At its core, Gezi was carried by a generation that, unlike previous ones, no longer grew up scared of the police.

But already in the course of the protests, which lasted until September, the cheerfulness disappeared.

At least five people were killed by police and a dozen lost an eye from tear gas grenades.

Towards the end the people no longer sang happily and defiantly “tear gas, olé!” As soon as the grenades were shot, but ran away.

Walls of fear

With the violent suppression of the Gezi protests, Erdogan and his allies began to raise walls of fear, which have since been drawn higher and higher.

Not all of those who took part in Gezi came from the urban middle class.

But bread was only marginally important; it was more about democratic participation - and freedom.

On the street were all those who saw themselves patronized, ostracized and threatened in their lifestyles by the already looming Islamic authoritarian rule.

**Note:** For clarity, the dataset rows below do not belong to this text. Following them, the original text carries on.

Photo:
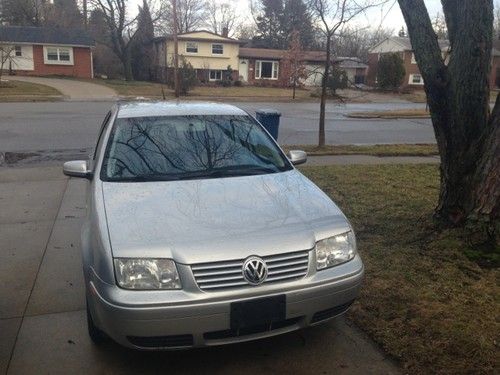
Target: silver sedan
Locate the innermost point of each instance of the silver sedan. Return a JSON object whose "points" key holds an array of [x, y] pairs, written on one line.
{"points": [[200, 231]]}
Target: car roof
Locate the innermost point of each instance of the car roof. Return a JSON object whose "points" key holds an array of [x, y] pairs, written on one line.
{"points": [[176, 108]]}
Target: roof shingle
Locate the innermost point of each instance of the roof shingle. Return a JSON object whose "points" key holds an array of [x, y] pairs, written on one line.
{"points": [[45, 35]]}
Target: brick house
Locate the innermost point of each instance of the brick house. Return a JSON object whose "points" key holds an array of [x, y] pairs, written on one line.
{"points": [[42, 51], [413, 78], [210, 55], [258, 65]]}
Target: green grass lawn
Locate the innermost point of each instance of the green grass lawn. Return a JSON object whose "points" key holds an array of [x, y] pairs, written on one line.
{"points": [[25, 91], [375, 150], [423, 300]]}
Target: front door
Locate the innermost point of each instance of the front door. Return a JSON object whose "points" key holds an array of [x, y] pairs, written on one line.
{"points": [[243, 70]]}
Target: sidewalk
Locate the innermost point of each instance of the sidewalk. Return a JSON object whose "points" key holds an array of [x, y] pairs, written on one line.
{"points": [[42, 302], [13, 159]]}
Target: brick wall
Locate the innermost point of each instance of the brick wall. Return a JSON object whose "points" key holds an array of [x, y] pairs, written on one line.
{"points": [[495, 73], [409, 68], [82, 67]]}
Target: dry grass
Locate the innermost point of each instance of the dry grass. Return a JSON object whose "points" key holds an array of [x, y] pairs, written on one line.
{"points": [[375, 150], [423, 300], [11, 91], [154, 90], [396, 113]]}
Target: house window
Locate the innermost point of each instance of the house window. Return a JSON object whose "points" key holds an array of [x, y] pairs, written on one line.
{"points": [[58, 55], [266, 69], [416, 79], [215, 75], [191, 47], [217, 49], [413, 60]]}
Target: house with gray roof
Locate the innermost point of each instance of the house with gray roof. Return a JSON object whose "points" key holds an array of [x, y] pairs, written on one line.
{"points": [[413, 78], [43, 51]]}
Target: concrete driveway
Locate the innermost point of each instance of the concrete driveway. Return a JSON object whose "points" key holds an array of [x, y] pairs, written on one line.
{"points": [[72, 89], [42, 316]]}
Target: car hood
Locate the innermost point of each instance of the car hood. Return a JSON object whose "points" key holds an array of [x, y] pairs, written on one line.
{"points": [[208, 220]]}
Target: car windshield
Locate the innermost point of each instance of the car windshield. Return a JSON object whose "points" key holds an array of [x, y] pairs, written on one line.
{"points": [[189, 147]]}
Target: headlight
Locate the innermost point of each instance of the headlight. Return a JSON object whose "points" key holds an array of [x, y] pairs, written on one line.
{"points": [[335, 250], [143, 273]]}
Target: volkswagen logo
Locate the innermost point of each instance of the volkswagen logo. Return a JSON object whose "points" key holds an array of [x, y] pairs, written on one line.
{"points": [[254, 270]]}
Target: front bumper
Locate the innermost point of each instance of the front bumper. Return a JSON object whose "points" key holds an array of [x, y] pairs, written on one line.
{"points": [[199, 319]]}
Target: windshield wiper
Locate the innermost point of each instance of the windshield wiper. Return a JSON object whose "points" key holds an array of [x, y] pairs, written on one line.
{"points": [[233, 171], [145, 178], [228, 172]]}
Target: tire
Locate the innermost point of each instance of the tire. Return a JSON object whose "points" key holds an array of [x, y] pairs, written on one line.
{"points": [[96, 335]]}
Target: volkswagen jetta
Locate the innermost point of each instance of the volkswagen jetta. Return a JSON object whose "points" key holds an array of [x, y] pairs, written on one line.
{"points": [[200, 231]]}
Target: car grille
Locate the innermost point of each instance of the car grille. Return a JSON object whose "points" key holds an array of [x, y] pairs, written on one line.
{"points": [[228, 274]]}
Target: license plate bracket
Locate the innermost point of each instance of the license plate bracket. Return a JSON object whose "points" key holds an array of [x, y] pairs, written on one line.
{"points": [[258, 311]]}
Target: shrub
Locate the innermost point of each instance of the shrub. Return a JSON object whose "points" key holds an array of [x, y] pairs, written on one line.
{"points": [[227, 77], [187, 77], [337, 80], [390, 72]]}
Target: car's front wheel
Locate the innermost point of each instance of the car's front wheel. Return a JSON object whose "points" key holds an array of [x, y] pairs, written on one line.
{"points": [[96, 335]]}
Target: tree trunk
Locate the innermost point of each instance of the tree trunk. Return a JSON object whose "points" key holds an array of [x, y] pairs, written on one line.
{"points": [[467, 135], [324, 81], [127, 68]]}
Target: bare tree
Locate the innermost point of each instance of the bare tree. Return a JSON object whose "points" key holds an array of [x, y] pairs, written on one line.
{"points": [[333, 16], [355, 41], [458, 94], [191, 15], [7, 56], [221, 16], [439, 26], [293, 71], [121, 28]]}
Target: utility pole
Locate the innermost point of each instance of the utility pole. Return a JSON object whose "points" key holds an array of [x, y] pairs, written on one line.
{"points": [[176, 50]]}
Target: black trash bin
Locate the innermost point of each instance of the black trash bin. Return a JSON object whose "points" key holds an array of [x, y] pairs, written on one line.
{"points": [[270, 119]]}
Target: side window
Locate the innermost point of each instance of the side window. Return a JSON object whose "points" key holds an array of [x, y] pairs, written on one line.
{"points": [[101, 135]]}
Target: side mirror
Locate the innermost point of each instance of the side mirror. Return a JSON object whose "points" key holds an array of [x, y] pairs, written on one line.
{"points": [[297, 157], [77, 168]]}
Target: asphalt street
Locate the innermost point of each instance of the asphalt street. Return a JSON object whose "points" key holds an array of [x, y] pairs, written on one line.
{"points": [[74, 125]]}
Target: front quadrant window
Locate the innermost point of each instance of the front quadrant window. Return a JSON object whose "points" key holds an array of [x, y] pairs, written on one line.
{"points": [[215, 75], [266, 69], [217, 49], [191, 47], [59, 55]]}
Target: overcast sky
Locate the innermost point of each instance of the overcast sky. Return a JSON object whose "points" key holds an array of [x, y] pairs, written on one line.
{"points": [[388, 15]]}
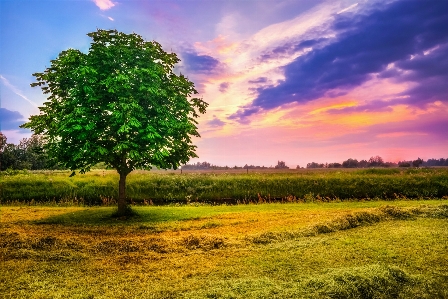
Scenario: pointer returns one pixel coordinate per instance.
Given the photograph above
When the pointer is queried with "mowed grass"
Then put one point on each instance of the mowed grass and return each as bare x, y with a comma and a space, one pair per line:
370, 249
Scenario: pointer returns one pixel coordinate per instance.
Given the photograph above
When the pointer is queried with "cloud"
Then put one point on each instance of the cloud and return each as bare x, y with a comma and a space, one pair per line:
258, 80
200, 63
224, 86
365, 45
104, 4
215, 123
16, 91
10, 120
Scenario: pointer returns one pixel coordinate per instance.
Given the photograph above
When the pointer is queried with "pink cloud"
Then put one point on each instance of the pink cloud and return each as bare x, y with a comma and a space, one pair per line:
104, 4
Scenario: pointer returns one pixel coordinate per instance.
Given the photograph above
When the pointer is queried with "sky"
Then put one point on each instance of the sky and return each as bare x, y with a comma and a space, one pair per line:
293, 80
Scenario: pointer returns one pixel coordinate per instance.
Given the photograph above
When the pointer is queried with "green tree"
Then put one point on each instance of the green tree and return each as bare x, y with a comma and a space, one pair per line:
2, 146
121, 104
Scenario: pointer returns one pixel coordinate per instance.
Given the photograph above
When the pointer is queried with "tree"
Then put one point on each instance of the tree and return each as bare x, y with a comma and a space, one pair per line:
281, 165
121, 104
417, 163
2, 146
376, 161
350, 163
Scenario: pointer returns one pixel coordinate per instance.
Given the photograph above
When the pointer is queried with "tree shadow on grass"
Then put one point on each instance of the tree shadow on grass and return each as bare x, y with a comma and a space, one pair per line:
105, 216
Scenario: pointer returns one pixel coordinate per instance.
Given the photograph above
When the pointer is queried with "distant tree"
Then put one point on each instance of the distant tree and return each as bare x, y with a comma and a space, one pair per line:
121, 104
404, 164
3, 140
314, 165
334, 165
417, 163
376, 161
363, 164
350, 163
281, 165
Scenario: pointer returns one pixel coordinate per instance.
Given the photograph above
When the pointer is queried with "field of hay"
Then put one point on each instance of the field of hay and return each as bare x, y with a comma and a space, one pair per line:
357, 249
218, 187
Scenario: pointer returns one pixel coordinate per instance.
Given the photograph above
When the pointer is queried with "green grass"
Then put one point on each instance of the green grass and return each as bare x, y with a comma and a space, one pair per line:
101, 187
370, 249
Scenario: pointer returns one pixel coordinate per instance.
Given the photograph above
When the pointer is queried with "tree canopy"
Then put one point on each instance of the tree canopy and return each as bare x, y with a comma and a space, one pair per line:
121, 103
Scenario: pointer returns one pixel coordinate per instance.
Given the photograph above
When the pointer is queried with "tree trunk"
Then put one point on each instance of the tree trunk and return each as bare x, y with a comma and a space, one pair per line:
122, 195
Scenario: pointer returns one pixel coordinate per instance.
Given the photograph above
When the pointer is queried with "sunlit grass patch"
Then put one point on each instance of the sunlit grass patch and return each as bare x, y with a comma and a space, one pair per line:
390, 249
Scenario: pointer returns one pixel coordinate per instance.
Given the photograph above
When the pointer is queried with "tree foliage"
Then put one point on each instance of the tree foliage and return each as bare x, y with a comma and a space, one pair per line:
121, 104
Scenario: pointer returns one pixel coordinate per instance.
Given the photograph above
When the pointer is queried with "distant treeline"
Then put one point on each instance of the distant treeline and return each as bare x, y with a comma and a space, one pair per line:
30, 154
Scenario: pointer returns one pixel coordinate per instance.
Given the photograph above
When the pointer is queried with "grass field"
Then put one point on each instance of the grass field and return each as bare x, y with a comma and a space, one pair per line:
216, 187
363, 249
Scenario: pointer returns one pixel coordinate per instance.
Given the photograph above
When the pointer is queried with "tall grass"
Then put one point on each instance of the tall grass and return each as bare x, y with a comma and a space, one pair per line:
145, 187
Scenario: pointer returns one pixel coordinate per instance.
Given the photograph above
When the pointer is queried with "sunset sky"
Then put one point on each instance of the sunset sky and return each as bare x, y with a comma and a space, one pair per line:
292, 80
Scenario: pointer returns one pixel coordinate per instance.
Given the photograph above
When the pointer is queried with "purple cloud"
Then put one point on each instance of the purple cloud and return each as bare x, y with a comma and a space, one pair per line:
224, 86
259, 80
364, 46
199, 63
216, 123
10, 120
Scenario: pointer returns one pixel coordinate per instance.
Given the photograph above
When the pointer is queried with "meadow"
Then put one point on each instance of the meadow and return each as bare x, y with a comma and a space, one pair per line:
372, 233
364, 249
217, 187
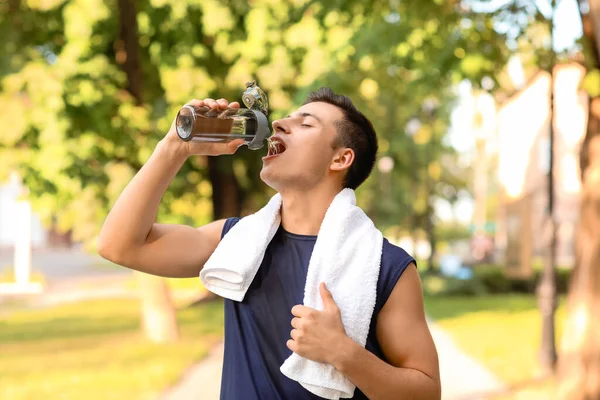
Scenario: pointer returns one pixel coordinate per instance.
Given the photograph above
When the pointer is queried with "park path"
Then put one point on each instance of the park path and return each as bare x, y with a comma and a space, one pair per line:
463, 378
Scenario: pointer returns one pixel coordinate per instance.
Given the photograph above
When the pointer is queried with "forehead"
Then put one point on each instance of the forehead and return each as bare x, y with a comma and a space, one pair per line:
327, 113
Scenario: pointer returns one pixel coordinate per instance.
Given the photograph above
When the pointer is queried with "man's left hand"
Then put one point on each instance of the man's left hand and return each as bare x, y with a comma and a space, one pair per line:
318, 335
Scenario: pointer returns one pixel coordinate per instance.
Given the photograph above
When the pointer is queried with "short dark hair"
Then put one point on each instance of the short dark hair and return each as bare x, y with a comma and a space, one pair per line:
355, 131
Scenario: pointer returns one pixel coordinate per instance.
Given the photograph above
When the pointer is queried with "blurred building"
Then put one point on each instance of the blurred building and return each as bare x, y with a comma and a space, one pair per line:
523, 165
12, 215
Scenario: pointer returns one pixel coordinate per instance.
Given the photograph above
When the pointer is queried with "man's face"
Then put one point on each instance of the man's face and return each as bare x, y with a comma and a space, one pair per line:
303, 147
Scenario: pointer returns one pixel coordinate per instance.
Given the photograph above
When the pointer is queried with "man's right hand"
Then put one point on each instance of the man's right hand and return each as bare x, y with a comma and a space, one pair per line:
204, 148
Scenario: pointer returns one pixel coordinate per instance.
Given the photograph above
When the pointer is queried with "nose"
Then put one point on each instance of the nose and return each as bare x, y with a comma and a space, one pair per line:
279, 126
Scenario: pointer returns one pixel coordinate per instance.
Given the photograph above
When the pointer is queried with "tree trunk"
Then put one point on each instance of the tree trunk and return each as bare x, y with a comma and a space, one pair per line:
159, 322
431, 238
579, 362
226, 196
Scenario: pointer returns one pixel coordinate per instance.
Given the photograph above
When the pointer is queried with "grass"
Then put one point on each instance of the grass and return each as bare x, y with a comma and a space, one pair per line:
95, 350
7, 275
503, 332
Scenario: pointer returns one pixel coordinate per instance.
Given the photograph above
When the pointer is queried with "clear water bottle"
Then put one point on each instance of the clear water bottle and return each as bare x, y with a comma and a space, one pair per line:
204, 124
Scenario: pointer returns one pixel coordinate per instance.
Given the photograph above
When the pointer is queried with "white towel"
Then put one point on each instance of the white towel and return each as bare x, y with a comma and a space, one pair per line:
346, 256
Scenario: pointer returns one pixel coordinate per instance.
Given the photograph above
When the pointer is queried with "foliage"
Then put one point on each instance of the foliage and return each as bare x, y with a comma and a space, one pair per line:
92, 350
77, 134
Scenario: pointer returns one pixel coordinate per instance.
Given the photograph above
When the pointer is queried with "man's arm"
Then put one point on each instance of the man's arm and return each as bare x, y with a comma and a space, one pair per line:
131, 237
402, 331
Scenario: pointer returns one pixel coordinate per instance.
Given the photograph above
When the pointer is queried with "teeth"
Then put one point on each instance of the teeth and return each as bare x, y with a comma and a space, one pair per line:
274, 147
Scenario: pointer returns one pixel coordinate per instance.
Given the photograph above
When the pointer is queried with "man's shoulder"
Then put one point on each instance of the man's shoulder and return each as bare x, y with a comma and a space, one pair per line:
395, 255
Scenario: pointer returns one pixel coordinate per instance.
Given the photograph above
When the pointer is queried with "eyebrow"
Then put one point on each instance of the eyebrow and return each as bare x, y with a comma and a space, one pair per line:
305, 114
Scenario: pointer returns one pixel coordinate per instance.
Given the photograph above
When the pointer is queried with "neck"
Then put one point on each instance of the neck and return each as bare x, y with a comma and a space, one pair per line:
303, 211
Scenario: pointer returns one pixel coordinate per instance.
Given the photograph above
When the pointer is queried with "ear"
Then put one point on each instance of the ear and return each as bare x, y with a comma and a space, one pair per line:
342, 159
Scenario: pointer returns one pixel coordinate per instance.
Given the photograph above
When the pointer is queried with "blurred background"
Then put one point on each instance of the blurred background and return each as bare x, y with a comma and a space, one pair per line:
488, 119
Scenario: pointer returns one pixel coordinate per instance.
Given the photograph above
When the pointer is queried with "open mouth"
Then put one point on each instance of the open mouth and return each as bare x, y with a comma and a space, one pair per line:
276, 147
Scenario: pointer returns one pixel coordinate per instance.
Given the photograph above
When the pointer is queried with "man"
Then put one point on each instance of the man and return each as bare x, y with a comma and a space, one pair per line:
323, 147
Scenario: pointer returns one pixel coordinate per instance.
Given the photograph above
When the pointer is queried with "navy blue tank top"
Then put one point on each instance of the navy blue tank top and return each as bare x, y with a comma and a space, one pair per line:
257, 329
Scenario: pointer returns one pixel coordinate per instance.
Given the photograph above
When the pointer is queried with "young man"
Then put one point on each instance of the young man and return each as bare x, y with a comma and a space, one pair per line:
324, 146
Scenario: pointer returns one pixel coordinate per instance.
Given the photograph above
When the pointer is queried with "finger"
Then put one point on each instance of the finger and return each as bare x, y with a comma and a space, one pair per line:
327, 297
295, 334
222, 103
301, 311
296, 322
211, 103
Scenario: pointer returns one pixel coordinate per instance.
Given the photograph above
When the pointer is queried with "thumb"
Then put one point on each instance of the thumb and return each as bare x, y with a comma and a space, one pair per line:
327, 297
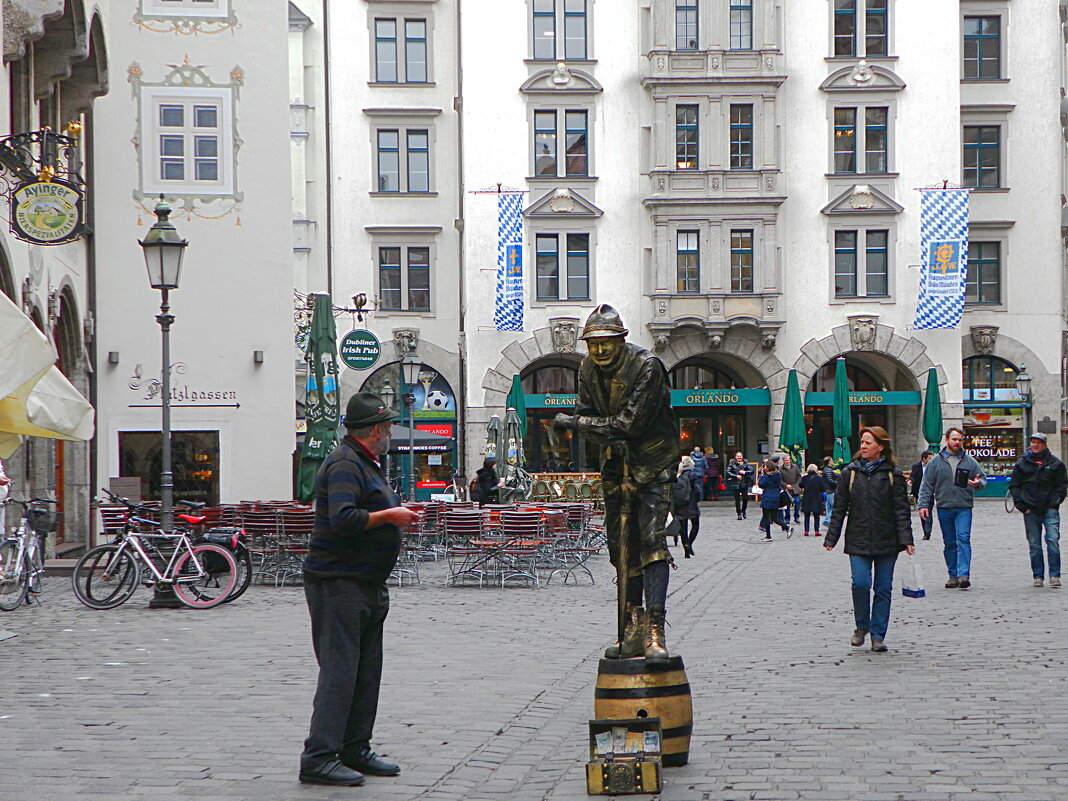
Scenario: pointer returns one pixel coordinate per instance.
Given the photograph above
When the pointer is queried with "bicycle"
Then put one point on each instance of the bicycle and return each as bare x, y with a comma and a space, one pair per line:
21, 554
201, 575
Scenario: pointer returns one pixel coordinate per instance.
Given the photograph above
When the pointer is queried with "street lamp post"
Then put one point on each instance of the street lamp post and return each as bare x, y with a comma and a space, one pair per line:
1023, 388
410, 367
163, 251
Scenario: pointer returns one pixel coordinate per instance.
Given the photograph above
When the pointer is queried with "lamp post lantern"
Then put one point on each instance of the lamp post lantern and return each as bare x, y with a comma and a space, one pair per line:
409, 368
163, 251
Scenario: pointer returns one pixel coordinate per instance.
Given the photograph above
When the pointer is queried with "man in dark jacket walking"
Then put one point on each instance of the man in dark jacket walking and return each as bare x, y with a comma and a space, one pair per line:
355, 544
1038, 485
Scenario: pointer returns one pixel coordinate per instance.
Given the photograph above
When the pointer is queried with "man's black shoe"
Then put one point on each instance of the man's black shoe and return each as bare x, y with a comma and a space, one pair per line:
367, 762
332, 772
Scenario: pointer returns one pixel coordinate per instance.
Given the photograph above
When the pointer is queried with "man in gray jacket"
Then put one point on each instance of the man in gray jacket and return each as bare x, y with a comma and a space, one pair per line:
951, 481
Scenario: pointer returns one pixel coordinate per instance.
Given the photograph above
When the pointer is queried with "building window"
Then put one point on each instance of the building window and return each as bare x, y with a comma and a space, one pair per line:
982, 47
576, 134
417, 160
983, 284
741, 137
686, 137
850, 279
688, 262
404, 272
546, 16
741, 25
576, 258
982, 156
686, 25
741, 261
876, 143
848, 21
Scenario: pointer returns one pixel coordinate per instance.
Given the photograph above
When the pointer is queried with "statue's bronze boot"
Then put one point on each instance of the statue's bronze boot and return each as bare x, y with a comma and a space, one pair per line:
656, 642
633, 637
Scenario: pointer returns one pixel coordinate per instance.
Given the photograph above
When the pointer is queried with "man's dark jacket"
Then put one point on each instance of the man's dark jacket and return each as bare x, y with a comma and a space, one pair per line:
880, 520
1039, 482
349, 486
627, 409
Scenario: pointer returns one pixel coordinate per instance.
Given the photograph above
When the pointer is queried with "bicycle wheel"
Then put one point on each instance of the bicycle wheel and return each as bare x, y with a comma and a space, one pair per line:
209, 584
13, 577
244, 561
104, 578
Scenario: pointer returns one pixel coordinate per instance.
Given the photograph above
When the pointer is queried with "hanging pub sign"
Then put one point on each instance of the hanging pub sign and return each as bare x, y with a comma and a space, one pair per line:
47, 211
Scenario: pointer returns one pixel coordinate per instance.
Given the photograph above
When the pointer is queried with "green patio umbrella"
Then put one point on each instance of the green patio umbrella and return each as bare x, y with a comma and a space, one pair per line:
322, 404
843, 420
517, 401
932, 411
792, 438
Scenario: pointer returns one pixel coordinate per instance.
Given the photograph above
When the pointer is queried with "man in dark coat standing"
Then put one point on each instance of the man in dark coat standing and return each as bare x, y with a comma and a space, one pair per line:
354, 547
625, 406
1038, 485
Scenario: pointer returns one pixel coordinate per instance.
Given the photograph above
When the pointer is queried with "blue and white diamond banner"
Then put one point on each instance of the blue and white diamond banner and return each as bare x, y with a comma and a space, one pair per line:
508, 307
943, 239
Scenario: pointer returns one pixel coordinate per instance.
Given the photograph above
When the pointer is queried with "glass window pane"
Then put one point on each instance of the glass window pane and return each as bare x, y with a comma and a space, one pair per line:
172, 116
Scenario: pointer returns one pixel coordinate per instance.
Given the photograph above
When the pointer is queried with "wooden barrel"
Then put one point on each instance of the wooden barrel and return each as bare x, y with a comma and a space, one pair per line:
627, 688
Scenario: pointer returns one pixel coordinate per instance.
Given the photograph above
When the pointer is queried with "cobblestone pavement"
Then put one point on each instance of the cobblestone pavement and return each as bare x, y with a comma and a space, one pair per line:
487, 691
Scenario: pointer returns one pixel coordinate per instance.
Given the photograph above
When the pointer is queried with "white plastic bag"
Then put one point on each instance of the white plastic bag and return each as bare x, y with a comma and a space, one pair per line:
912, 578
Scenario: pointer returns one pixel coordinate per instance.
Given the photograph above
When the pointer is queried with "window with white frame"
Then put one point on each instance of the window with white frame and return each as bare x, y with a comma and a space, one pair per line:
404, 278
188, 142
861, 263
861, 28
562, 266
861, 139
403, 160
560, 30
570, 126
401, 50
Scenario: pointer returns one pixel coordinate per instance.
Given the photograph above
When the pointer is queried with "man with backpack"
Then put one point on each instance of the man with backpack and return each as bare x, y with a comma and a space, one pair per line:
1038, 485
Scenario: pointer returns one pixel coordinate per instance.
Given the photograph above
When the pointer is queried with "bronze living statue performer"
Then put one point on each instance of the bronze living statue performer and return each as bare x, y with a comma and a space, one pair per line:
625, 405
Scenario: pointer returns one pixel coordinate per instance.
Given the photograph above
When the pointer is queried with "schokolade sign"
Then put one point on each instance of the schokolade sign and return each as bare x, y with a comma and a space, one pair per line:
359, 349
47, 211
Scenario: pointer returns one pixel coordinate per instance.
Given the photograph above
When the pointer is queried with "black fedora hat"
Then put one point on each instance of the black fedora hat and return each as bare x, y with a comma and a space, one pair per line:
366, 408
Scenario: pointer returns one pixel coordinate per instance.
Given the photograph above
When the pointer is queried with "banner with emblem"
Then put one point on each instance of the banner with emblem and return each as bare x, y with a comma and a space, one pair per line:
943, 239
508, 305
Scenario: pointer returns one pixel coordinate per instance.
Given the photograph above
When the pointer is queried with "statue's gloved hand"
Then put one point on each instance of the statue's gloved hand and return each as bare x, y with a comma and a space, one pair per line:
565, 422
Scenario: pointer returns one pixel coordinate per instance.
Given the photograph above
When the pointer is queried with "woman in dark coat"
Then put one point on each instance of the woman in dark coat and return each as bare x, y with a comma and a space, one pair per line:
488, 483
812, 501
688, 514
771, 483
872, 500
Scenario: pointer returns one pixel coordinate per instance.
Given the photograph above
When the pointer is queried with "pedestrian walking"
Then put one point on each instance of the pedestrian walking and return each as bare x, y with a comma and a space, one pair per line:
354, 546
700, 468
1038, 485
812, 500
771, 486
740, 480
791, 482
870, 500
951, 480
830, 483
915, 478
685, 506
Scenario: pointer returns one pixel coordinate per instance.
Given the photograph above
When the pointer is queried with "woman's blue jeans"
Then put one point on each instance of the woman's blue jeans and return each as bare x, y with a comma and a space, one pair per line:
870, 615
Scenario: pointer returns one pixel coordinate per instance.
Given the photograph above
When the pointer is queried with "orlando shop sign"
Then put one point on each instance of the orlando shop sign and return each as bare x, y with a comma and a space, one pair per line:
47, 211
359, 349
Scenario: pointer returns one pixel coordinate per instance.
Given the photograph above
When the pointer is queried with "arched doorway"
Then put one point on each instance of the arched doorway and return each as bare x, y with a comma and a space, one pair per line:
434, 411
993, 417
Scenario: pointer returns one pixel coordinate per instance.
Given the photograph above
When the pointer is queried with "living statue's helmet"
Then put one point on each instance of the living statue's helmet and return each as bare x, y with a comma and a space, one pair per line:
603, 322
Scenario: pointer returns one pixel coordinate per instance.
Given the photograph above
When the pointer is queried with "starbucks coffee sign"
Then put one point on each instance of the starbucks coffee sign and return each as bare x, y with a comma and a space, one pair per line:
47, 211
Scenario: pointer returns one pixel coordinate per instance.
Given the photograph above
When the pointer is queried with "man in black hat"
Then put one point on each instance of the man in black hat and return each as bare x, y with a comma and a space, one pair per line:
625, 405
354, 547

Everything that sparked the protests back then is much more extreme today.

In addition, there is something new: the bad economic situation, not just since the Corona crisis.

That is why the extreme police and rhetorical violence follow a logic: to hold the walls of fear unconditionally.

Because if they should be torn down, the regime threatens an even stronger protest than in 2013: for freedom and bread.

Perhaps the police stifled the protest on Tuesday evening.

But maybe it also does the exact opposite.